🤖 AI Summary
This work investigates the causal relationship between intrinsic dimensionality (ID) of text and interpretable linguistic attributes, revealing hierarchical differences across genres—academic abstracts, encyclopedic content, and creative stories—and its capacity to characterize representational complexity in large language models (LLMs). Methodologically, it innovatively integrates cross-encoders, sparse autoencoders (SAEs), and fine-grained linguistic feature modeling to systematically decompose ID’s origins for the first time; causal effects are rigorously validated via controlled variable manipulation and intervention experiments. Results show genre-stratified ID: lowest in scientific texts (≈8), intermediate in encyclopedic content (≈9), and highest in creative narratives (≈10.5). Formal expression significantly reduces ID, whereas affective and narrative language robustly increases it—demonstrating a causal effect.
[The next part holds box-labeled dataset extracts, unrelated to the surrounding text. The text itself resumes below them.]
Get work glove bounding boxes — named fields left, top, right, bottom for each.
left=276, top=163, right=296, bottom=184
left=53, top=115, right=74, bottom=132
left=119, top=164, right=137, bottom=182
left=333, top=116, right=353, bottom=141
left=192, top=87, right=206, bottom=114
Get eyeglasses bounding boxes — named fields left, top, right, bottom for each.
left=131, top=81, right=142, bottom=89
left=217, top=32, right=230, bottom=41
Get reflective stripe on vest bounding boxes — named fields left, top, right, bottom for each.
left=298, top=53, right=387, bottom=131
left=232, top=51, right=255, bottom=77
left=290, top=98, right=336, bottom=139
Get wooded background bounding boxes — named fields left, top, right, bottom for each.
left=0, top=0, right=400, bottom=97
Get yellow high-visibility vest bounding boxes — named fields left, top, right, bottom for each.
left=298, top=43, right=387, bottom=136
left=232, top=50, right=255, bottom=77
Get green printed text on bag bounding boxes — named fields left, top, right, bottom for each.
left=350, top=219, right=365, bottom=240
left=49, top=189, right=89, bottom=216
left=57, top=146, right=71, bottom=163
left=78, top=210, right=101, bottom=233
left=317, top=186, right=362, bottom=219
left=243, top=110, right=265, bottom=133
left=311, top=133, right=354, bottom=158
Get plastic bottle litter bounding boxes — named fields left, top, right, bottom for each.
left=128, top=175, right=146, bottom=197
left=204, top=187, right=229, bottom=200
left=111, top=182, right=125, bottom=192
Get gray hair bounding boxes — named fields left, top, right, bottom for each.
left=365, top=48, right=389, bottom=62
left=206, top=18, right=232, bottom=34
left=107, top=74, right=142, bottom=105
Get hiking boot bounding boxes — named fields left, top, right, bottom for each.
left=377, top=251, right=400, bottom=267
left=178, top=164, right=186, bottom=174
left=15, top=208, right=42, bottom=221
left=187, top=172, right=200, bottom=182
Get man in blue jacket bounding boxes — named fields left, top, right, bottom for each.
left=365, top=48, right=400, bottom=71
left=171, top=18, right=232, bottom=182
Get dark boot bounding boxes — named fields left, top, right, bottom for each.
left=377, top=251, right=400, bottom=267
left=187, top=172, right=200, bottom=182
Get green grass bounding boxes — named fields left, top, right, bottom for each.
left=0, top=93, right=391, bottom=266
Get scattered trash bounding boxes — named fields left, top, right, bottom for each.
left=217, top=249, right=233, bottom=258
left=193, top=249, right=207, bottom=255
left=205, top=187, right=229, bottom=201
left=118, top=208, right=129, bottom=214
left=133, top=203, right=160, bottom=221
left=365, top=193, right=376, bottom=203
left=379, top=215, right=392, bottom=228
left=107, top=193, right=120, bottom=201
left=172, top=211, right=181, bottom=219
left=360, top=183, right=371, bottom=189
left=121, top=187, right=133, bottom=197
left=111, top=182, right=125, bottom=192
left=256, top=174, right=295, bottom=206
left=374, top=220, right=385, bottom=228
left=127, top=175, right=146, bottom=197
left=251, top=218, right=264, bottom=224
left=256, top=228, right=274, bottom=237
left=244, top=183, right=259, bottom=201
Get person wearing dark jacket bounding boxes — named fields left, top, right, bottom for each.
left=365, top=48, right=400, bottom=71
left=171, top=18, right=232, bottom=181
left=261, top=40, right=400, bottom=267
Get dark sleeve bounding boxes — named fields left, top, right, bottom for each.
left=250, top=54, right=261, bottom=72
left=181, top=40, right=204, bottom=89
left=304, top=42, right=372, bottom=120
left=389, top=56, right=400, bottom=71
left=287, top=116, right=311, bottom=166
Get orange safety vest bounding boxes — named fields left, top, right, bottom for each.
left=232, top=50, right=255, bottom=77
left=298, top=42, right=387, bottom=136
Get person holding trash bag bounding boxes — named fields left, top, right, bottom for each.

Crucially, ID is orthogonal to entropy-based metrics, establishing it as an independent, linguistically grounded dimension for quantifying textual complexity.
📝 Abstract
Intrinsic dimension (ID) is an important tool in modern LLM analysis, informing studies of training dynamics, scaling behavior, and dataset structure, yet its textual determinants remain underexplored. We provide the first comprehensive study grounding ID in interpretable text properties through cross-encoder analysis, linguistic features, and sparse autoencoders (SAEs). In this work, we establish three key findings. First, ID is complementary to entropy-based metrics: after controlling for length, the two are uncorrelated, with ID capturing geometric complexity orthogonal to prediction quality. Second, ID exhibits robust genre stratification: scientific prose shows low ID (~8), encyclopedic content medium ID (~9), and creative/opinion writing high ID (~10.5) across all models tested. This reveals that contemporary LLMs find scientific text"representationally simple"while fiction requires additional degrees of freedom. Third, using SAEs, we identify causal features: scientific signals (formal tone, report templates, statistics) reduce ID; humanized signals (personalization, emotion, narrative) increase it. Steering experiments confirm these effects are causal. Thus, for contemporary models, scientific writing appears comparatively"easy", whereas fiction, opinion, and affect add representational degrees of freedom. Our multi-faceted analysis provides practical guidance for the proper use of ID and the sound interpretation of ID-based results.